By Victoria Modenesi, Social Media Director
Dr. Frank Grady is the current chair for the Department of English and the recipient of the Chancellor’s Award for Excellence in Teaching for 2016. The award celebrates and honors teachers who have demonstrated outstanding teaching abilities for at least seven years at the University of Missouri-St. Louis. The award has vigorous criteria, including up to six letters of support from students, alumni, colleagues, administrators, and community leaders. As a faculty member at UMSL for more than 20 years, Grady’s letters of support were from various sources. He said that some of the alumni who submitted the nominations studied with him 10 to 15 years ago and that “it’s both gratifying and humbling to think that they remember and continue to value those experiences.” But who is behind the award?
Grady explained that explain he has been inspired by his teachers and mentors throughout his academic career. Grady, who completed his undergraduate degree at Harvard University and his PhD at the University of California at Berkley, said, “I’ve benefited from having studied with passionate, energetic, challenging instructors from high school… to college… to graduate school… Once you get to the other side of the desk, not embarrassing one’s mentors turns out to be a strong motivation.” Grady also explained that “working in the company of successful instructors, the kind that you often hear students talking about, keeps you on your game.”
Grady tries to be like his mentors as much as possible. When talking about his experiences in the classroom in general, Grady expounded on the traits that are a source for his admiration. “The [teachers that] I’ve admired routinely brought…mastery of the material, a contagious and unwavering enthusiasm for the job at hand …a sense of humor…and a commitment to taking student’s efforts seriously and to holding them to a high standard,” he said.
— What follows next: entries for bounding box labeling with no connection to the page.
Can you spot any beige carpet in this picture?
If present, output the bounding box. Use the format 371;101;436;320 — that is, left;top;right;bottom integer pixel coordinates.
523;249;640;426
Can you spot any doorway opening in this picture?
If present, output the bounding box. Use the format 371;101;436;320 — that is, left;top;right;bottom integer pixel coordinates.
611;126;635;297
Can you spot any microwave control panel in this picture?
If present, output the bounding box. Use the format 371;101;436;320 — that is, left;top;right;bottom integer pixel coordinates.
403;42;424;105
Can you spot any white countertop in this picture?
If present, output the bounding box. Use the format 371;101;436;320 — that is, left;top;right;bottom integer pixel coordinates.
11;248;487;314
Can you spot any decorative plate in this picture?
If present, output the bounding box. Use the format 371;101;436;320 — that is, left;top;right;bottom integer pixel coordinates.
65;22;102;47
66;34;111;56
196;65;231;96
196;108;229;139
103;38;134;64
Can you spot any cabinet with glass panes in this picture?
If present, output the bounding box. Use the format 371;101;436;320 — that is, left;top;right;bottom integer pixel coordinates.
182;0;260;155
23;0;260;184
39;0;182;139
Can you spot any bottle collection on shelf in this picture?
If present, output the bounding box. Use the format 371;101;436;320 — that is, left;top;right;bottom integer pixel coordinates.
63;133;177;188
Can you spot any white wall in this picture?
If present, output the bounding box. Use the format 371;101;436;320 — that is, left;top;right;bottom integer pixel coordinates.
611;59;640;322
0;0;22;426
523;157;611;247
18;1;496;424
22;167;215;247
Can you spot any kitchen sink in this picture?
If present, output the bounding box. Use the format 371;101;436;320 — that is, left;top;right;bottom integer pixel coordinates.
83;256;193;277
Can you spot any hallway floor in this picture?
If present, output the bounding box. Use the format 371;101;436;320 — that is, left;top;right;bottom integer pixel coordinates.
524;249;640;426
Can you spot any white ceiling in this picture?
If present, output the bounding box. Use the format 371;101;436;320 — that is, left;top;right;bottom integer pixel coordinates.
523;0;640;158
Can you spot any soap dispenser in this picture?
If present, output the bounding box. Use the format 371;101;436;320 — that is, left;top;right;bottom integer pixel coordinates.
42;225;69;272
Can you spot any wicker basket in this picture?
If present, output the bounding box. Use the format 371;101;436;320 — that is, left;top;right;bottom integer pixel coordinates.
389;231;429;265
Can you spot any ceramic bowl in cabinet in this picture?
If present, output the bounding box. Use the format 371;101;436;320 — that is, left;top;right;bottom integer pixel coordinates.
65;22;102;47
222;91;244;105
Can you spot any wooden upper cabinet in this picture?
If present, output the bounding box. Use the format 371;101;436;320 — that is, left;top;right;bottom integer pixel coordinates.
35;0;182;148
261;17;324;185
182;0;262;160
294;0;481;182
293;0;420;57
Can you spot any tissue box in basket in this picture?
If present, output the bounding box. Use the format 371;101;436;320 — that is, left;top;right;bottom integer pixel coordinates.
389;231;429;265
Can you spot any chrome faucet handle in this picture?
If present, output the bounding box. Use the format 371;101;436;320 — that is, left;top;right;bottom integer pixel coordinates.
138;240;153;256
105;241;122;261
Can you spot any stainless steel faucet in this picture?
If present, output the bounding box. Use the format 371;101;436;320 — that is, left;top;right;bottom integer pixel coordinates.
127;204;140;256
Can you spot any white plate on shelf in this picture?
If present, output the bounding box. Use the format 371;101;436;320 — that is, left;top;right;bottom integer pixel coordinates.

However, Grady brings his own perspective and years of experience to his teaching. He explained that his classes are student-centered, but that this result is “inevitably the focus of my efforts as well as [the students’ effort].” He tries to appeal to different learning styles but said, “If my practice can be said to appeal to different learning strategies, that’s because over the last decade the integration of classroom technologies has helped me develop a pedagogy that’s increasingly flexible.”
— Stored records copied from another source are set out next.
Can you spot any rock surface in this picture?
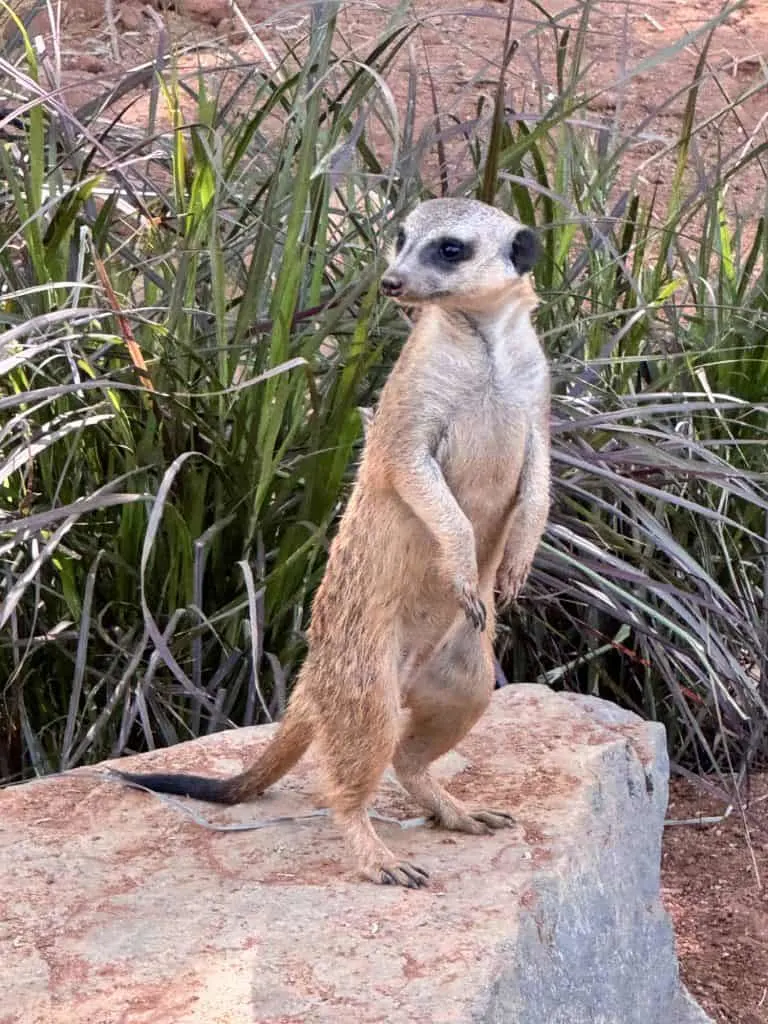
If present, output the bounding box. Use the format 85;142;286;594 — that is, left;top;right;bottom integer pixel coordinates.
0;686;708;1024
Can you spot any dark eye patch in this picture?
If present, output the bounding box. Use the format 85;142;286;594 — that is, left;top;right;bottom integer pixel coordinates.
421;236;475;267
509;227;542;275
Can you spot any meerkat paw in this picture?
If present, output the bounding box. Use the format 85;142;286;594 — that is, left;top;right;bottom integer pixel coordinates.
457;581;487;633
362;860;429;889
433;809;515;836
In recounting an anecdote at his son’s baseball game, Grady demonstrated how his pedagogy has grown to into a mindset for life. He recalled an instance in which he assisted his son’s baseball game and the coach was having a hard time communicating with one of the players; the jargon that the coach used was unintelligible to the kid. “You can’t teach that way—not baseball, not literature, not cooking, not car repair,” Grady said. “You always need at least two and preferably three or four ways to explain something in order to help someone put it into practice. That’s certainly what I try to do in the classroom. “
His success in teaching has been also dominated by his resolute passion for medieval literature, with an emphasis on Chaucer in particular. His choice field of study was first fueled by a lecture on Chaucer, though Grady says, “Chaucer and medieval texts work as well as anything else to serve the larger goals and values of a liberal education: rigorous critical analysis and clear communication, flexible and innovative thinking, the cultivation of a sympathetic imagination. Plus I think they’re a lot more fun than some of the alternatives.”
Keep an eye out for some of Grady’s courses in the upcoming spring semester.